Awesome

AlphaGPU

Alphazero on GPU thanks to CUDA.jl

This is another implementation of alphazero algorithm, where almost everything happens on the gpu like in https://arxiv.org/abs/2104.03113. The core algorithm is Alphazero modified as explained in https://arxiv.org/abs/2007.12509 The implementation works for Gobang( any size up to 13x13, tested up to 9x9), 4 in a row, reversi 6x6, reversi 8x8 and Hex any size up to 13x13 (tested up to 9x9).

It's more an exercice to learn programming CUDA in julia than a serious implementation of alphazero.

Few technical details:

-First clone the repository.

-Right now the code is messy and here just to showcase the possibility of CUDA.jl

-If you want to tweek things you'll have to dig into the code... take a deep breath, I'll be happy to answer any questions( for example right now the size and depth of the network is fixed, but can be manually chnaged in the script mainNameoftheGame.jl, the size is 128 for hidden layers and there are 6 of those, for bigger board than tic tac toe i'll recommand 512x8)

-You can change the board size for Gobang (tested up to 9x9) and Hex , for that edit the file mainGoBang.jl and change N to whatever you want(less than 13) and Nvict (for GoBang only, number of aligned pieces to win). -By default N=Nvict=3 : Tic Tac Toe.

-Once you have selected the size you want you can launch the training (for Hex) with the following commande line:

julia --project --math-mode=fast --check-bounds=no mainHex.jl --cpuct 1.5 --rollout 64 --samples 32768 --generation 50

usage: main4IARow.jl [--samples SAMPLES] [--rollout ROLLOUT] [--generation GENERATION] [--batchsize BATCHSIZE] [--cpuct CPUCT] [--noise NOISE] [-h]

optional arguments: --samples SAMPLES number of selfplay games per generation (type: Int64, default: 32768) --rollout ROLLOUT number of rollouts (type: Int64, default: 64) --generation GENERATION number of generations (type: Int64, default: 100) --batchsize BATCHSIZE batchsize for training (type: Int64, default: 8192) --cpuct CPUCT cpuct (exploration coefficient in cpuct formula) (type: Float32, default: 2.0) --noise NOISE uniform noise at the root, default to 1/maxActions (type: Float32, default: 0.142857) -h, --help show this help message and exit

Depending on the memory of you GPU and the size of the board, you will have to reduce the number of samples. For Tic Tac Toe 20 generations are enough to get a good network. Right now the exploration is too high for Tic Tac Toe, so the training could be faster, but it works well for 9x9.

Results

-Up to 8x8 the network is able to draw Embryo after a few hours of training (4 or 5 I think, probably less with this version)

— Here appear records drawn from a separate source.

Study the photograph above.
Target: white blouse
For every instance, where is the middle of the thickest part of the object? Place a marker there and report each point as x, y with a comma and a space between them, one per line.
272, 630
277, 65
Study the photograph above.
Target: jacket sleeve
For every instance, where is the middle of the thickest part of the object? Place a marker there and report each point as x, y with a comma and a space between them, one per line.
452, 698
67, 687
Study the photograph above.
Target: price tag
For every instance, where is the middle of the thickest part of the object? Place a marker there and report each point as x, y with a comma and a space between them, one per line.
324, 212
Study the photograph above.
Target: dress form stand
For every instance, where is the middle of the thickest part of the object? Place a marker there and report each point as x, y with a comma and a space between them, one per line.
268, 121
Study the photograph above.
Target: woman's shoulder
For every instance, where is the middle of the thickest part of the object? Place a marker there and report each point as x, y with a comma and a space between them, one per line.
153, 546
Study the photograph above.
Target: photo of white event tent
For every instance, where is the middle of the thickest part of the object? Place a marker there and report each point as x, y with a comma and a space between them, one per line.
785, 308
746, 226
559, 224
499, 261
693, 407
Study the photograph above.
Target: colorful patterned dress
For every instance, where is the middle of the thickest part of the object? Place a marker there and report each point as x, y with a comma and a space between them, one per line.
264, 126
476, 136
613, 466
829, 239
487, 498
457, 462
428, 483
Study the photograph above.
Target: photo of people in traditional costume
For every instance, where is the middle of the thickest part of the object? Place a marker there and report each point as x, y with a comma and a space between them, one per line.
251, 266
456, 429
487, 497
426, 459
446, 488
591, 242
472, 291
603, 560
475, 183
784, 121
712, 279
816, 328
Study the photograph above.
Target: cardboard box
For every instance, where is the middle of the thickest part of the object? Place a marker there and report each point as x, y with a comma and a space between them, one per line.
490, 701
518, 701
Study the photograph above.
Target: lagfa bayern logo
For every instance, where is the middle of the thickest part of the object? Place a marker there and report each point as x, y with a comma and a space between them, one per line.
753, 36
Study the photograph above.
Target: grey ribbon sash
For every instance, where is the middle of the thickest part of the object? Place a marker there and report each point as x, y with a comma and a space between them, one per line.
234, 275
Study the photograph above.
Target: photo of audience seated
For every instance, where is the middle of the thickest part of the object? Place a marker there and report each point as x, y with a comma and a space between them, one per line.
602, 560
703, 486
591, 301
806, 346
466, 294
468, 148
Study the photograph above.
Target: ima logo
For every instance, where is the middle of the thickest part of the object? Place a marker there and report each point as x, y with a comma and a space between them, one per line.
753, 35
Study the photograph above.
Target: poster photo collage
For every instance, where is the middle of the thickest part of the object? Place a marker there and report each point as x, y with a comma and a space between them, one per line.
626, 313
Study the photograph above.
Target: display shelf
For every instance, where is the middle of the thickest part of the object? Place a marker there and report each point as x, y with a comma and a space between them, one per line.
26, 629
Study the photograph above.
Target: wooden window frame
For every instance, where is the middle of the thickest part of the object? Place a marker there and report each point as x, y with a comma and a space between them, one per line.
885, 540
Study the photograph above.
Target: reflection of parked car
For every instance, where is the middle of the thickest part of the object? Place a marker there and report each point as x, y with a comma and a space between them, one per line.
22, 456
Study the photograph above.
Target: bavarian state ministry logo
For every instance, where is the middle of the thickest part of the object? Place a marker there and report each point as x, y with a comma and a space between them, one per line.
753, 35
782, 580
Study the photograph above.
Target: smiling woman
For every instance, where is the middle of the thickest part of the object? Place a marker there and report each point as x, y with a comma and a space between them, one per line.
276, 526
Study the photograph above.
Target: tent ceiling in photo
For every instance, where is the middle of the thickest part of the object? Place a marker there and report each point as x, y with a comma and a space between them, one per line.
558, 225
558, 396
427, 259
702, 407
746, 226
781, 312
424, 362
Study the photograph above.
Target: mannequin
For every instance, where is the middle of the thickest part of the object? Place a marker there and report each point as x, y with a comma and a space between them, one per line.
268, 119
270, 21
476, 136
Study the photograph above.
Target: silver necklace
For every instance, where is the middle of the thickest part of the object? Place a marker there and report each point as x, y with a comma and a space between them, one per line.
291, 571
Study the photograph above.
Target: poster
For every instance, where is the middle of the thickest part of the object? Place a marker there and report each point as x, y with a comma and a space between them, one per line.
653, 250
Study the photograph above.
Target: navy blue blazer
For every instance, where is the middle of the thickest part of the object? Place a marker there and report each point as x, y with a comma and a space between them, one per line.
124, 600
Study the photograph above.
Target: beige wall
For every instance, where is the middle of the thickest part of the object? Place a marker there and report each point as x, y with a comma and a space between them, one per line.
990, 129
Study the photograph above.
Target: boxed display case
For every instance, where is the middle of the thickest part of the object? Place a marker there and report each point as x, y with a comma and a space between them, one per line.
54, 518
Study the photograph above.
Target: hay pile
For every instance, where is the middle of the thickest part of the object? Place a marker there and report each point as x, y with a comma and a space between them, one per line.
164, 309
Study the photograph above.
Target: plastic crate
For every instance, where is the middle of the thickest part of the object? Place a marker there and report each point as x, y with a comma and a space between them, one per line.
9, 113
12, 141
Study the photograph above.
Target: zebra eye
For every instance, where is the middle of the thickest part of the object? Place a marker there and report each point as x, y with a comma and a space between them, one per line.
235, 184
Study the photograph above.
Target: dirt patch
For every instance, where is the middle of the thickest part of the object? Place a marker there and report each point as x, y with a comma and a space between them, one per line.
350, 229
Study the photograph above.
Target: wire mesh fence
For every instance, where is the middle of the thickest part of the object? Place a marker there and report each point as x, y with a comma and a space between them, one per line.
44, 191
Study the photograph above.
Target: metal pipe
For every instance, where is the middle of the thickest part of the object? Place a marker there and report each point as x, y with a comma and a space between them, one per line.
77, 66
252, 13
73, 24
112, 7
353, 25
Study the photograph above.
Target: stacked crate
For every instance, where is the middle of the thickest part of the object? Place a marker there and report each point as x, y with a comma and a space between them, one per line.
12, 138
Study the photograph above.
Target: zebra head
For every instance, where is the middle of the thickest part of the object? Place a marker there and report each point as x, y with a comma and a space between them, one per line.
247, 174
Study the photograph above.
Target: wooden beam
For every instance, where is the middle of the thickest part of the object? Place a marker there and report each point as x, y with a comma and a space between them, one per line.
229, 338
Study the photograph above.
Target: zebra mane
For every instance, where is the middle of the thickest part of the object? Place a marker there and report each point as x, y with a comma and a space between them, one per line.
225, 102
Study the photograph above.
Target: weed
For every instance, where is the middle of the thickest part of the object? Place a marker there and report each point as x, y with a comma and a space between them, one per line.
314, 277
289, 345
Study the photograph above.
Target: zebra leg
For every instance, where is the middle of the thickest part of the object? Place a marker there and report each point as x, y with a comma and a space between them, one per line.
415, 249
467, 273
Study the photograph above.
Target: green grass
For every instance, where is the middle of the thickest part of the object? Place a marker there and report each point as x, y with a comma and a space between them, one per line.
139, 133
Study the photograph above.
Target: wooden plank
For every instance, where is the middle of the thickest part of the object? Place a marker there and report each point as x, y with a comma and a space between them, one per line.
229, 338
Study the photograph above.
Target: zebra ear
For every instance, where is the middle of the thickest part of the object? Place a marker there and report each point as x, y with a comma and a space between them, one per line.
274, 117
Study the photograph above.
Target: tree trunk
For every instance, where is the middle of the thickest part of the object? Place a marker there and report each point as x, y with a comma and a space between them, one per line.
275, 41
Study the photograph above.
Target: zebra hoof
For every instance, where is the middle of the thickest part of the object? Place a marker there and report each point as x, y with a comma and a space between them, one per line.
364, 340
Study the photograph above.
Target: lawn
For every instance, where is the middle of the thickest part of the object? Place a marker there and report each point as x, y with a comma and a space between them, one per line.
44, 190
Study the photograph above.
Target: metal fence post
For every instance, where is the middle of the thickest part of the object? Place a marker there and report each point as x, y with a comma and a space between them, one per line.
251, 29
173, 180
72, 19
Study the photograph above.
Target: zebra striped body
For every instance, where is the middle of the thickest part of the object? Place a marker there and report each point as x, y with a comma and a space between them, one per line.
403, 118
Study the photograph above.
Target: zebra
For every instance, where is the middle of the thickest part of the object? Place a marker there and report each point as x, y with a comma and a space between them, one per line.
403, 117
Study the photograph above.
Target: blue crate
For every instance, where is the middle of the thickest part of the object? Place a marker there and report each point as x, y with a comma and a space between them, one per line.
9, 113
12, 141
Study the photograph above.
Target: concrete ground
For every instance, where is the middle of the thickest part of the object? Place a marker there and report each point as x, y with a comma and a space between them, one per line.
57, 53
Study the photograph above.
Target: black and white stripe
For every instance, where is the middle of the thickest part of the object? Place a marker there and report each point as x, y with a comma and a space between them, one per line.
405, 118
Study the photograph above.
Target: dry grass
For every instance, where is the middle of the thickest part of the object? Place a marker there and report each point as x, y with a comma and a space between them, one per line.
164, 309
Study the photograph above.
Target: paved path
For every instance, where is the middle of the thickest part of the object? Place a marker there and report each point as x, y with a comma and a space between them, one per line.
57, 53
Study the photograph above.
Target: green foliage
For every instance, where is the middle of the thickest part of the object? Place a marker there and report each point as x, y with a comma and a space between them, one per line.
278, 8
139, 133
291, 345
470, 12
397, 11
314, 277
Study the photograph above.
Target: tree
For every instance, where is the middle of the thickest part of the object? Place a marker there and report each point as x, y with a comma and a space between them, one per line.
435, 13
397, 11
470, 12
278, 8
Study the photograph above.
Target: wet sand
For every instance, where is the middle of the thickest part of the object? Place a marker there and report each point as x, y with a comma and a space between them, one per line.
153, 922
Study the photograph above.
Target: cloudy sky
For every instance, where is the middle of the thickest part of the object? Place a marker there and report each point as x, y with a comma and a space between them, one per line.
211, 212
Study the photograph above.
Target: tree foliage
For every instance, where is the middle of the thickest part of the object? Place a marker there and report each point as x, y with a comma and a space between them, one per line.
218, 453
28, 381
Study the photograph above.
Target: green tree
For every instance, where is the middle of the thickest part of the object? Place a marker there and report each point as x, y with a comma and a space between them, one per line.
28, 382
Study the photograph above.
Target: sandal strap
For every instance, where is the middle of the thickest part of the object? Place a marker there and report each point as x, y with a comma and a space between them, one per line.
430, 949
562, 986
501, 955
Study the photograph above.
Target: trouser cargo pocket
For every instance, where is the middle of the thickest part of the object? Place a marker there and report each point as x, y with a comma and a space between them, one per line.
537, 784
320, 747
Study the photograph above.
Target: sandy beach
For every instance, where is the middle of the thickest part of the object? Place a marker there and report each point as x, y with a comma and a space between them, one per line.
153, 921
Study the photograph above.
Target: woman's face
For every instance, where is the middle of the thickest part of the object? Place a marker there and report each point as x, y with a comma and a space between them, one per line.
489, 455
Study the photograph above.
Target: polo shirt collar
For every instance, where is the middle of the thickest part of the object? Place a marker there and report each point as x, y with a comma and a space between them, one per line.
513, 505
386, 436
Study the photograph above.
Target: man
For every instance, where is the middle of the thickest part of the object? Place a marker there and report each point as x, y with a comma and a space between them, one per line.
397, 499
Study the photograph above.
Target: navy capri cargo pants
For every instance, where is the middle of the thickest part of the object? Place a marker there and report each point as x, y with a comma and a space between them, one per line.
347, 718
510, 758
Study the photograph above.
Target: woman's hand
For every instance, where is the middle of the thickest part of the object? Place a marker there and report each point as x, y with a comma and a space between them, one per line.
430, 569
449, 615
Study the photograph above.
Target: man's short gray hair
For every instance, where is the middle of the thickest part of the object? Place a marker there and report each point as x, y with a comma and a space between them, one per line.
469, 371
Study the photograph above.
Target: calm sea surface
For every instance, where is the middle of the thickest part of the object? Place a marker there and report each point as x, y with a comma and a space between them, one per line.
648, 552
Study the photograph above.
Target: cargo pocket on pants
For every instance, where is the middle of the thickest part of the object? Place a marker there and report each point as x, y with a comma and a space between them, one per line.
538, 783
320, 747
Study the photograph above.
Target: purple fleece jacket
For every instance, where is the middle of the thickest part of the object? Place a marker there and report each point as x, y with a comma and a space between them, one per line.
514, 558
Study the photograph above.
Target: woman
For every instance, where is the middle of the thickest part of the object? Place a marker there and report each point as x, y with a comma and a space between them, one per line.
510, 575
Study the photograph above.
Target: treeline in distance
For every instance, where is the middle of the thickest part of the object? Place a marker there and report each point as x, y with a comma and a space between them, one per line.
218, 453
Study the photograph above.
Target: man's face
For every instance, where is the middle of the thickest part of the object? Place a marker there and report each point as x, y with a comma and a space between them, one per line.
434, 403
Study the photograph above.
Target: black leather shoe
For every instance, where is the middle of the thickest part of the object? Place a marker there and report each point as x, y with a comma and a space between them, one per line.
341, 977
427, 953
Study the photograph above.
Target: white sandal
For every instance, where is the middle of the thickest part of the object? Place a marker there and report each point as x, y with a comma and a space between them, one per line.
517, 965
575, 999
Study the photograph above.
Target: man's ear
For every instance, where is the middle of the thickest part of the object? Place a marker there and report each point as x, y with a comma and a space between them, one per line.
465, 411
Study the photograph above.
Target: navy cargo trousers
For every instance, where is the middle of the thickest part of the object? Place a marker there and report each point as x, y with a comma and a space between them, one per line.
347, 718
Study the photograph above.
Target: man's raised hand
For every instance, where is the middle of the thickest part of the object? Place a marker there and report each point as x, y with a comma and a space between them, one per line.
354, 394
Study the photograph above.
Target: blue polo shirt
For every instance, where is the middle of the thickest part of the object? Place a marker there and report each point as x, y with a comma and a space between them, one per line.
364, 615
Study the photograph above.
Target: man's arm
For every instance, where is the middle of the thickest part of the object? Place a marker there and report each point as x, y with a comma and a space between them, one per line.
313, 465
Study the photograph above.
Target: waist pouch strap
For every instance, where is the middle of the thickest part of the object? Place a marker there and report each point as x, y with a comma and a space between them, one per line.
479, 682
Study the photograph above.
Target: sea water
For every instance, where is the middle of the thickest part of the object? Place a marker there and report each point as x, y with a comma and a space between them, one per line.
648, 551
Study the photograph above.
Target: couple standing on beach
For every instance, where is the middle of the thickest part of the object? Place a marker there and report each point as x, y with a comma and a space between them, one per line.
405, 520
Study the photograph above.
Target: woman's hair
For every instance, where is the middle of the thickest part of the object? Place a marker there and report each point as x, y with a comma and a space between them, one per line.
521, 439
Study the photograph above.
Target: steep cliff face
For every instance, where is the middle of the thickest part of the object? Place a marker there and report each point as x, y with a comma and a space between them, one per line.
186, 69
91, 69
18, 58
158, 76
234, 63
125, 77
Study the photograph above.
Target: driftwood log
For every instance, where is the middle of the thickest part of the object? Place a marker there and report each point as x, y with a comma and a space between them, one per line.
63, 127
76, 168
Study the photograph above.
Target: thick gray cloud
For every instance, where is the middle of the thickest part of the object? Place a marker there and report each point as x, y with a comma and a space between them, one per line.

-For Tic TacToe it plays probably perfectly after a few minutes

-For 9x9 and five in row, it sometimes draw Embryo and sometimes it makes huge Blunder, but the training time is longer to get there (around 10 hours probably).

-The same algorithm can produce very strong nets in 30 minutes for Connect4

-For Hex on 7x7 board, net is able to beat Mohex when starting, after 35 minutes. You can manually try a trained net using the script testHex.jl. To Lauch a game you need Luxor.jl and commande is testvsordi(net,readout,firstplayer), firstplayer=1 net starts, firstplayer=-1, net goes second.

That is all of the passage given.